Adding part-of-speech tags

Search tokens are tagged according to their part-of-speech (POS). For example, "sofa" is usually tagged as a noun. Terms that are not tagged as a recognized type will be ignored, but you can extend the part-of-speech logic to accommodate new types.

How parts-of-speech are processed

During search preprocessing, incoming search tokens are usually assigned tags corresponding to nouns, verbs, adjectives or numeric objects. The default coding for these categorizations is:

    "name": "NLPPOSCodes",
    "property": [
     {
       "name" : "NOUN_CODE",
       "value" : "NN,NNS,NNS,NNPS,NOUN,NE"
     },
     {
       "name" : "VERB_CODE",
       "value" : "VB,VBD,VBG,VBN,VBP,VBZ,VERB,VMFIN,VVINF,VVFIN,VV"
     },
     {
       "name" : "ADJECTIVE_CODE",
       "value" : "DT,PDT,JJ,JJR,JJS,ADJ,ADJA,ADJD"
     },
     {
     	"name" : "NUMERIC_CODE",
       "value" : "CD,CARD,NUM,NFP"

When your search string includes the token “sofa,” for example, CoreNLP will annotate that token with the POS tag of NN (Noun).

The annotated token string is passed to the appropriate processor:

Searches for nouns are performed on natural.nouns.normalized and natural.nouns.raw in the index.
Searches for adjectives will be performed on natural.adjectives.normalized and natural.adjectives.raw in the index.
Numeric codes are used based on the input search term identified by the matchmaker, then by natural.*.measurements or else it will be search on natural.adjectives.normalized and natural.adjectives.raw in the index.
Any search tokens annotated with a verb tag will be ignored during the search.

The token string may contain more than one kind of tag. The four most common types of tags will all be recognized by the above processors. Tags not of these types will be ignored. In the case of the search string "hello world," "hello" will be tagged as UH, while "world" will be tagged as NN. UH is not one of the listed types for noun, adjective, numerics or verbs. Therefore, only "world" will participate in the search.

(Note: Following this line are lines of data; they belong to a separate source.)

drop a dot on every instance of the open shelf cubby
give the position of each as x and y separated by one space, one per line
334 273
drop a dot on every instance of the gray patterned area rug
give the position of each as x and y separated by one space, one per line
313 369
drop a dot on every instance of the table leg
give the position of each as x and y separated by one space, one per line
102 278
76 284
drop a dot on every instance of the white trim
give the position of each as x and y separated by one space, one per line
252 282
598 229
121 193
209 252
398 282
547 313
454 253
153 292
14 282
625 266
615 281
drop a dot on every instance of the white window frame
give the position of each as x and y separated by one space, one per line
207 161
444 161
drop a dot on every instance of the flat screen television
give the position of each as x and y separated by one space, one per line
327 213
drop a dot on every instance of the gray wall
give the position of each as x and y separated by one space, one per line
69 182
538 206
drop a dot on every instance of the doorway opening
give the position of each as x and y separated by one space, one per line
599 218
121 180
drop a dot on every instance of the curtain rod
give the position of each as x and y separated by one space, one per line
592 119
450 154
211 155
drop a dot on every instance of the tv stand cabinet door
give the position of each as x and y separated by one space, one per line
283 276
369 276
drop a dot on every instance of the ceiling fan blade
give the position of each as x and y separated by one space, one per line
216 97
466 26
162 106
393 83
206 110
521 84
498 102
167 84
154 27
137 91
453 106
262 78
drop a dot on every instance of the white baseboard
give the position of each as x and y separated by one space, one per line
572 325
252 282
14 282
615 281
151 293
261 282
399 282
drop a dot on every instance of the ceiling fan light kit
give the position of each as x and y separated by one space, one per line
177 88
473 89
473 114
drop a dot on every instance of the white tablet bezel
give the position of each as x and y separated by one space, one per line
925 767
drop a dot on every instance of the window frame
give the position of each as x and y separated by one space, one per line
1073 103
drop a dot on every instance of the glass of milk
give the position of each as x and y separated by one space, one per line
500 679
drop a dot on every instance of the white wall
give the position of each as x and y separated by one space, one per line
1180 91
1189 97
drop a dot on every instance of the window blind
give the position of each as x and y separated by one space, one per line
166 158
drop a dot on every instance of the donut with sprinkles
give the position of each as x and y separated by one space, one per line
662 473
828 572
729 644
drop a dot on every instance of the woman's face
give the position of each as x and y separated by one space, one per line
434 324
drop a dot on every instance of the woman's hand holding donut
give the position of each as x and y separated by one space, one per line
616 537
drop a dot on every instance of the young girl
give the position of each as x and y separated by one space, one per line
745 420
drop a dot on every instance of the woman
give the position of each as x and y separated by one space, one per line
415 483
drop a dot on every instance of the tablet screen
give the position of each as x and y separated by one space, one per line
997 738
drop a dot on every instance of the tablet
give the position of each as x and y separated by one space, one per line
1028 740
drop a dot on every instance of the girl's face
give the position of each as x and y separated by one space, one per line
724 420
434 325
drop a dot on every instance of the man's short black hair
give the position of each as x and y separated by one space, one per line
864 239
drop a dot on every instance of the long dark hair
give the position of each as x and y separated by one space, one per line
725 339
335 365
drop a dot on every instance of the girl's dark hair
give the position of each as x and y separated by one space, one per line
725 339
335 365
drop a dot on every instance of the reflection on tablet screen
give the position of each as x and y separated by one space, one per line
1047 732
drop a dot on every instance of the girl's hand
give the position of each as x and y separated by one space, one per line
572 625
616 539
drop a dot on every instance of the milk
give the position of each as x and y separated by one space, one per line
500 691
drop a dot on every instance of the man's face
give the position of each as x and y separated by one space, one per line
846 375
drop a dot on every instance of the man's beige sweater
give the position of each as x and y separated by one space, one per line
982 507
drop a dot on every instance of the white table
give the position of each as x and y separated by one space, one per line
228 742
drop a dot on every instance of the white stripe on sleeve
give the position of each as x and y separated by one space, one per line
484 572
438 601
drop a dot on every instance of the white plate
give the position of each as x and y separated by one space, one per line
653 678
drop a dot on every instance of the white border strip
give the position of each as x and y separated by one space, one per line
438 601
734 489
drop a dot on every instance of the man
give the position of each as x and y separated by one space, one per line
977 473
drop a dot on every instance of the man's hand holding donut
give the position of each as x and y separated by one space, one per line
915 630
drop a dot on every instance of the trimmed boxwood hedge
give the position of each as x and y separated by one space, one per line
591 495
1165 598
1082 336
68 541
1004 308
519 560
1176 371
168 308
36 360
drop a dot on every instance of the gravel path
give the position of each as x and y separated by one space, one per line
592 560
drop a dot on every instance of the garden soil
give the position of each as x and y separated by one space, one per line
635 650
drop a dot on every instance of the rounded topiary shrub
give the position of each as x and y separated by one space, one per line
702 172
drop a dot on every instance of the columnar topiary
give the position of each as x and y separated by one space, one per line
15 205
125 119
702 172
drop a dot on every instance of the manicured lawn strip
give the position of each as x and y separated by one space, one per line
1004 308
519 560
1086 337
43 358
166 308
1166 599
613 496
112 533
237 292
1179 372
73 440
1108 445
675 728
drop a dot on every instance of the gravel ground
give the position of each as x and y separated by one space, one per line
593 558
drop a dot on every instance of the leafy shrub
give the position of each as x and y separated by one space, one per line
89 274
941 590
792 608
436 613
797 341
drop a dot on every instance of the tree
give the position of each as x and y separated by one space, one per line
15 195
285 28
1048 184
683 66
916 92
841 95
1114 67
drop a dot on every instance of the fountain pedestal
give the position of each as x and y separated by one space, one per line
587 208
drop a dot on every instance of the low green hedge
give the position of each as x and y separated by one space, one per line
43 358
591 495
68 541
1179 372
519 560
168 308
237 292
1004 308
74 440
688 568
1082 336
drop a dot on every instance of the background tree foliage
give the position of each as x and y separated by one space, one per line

To avoid this situation, you can add the POS tag to the list using a PATCH call to the /configuration REST endpoint.

PATCH http://dataQueryHost:dataQueryPort/search/resources/api/v2/configuration?nodeName=component&envType=auth

Note: The first time that you add this or any configuration to the component node, use the POST request method. In subsequent calls, use PATCH.

Use the following JSON code as the body of the request.

{
    "extendedconfiguration": {
        "configgrouping": [
            {
                "name": "NLPPOSCodes",
                "property": [
                    {
                        "name": "NOUN_CODE",
                        "value": "NN,NNS,NNS,NNPS,NOUN,NE,UH"
                    }
                ]
            }
        ]
    }
}

Note: Restart the Query service after making this change.